Although this link is a procedure for Ubuntu linux host, it only describes the parts you need to get Windows XP running in VirtualBox on Vista. Ignore the ubuntu title.

http://reformedmusings.wordpress.com/2008/12/12/creating-a-windows-xp-guest-in-virtualbox-for-linux/

Hope this is helpful! :wave:


----------



## Jimbo53 (Sep 16, 2008)

It seems no matter what I do, when I try to start my virtual machine i get the black screen the says: FATAL: No bootable medium found! System halted. Whether I figure it to use the dvd drive with my xp cd, or use a file with an iso image of the xp sys. it comes up the same.
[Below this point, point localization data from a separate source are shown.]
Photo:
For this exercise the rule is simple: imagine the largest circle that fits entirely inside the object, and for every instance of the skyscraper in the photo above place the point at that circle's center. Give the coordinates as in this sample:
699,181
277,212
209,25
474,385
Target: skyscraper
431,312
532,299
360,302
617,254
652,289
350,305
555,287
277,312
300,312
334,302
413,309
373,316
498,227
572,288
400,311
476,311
Very frustrating.


----------



## jay_uk2005 (Sep 14, 2004)

Jimbo53 said:


> It seems no matter what I do, when I try to start my virtual machine i get the black screen the says: FATAL: No bootable medium found! System halted. Whether I figure it to use the dvd drive with my xp cd, or use a file with an iso image of the xp sys. it comes up the same. Very frustrating.


instead of hdd file make a cd drive and link it to a .iso file (w.e windows iso is your choise). it works this way and u can have hdd as optional (even invalid will just goto the cd drive that is mounted) so stopping any errors.


----------



## jay_uk2005 (Sep 14, 2004)

how can i have multiple choises and a menu tho this i am stuck with any ideas?


----------



## wmorri (May 29, 2008)

Hi,

Welcome to TSF!!

In order to change what media boots up first you must choose the VM that you want and then click on setting (I believe). From there you can go to the CD-ROM section and choose to mount a drive or to boot from an iso file.

While you are in the setting you should go through all the sections and make sure that everything that you need is mounted or turned on.

Cheers!


----------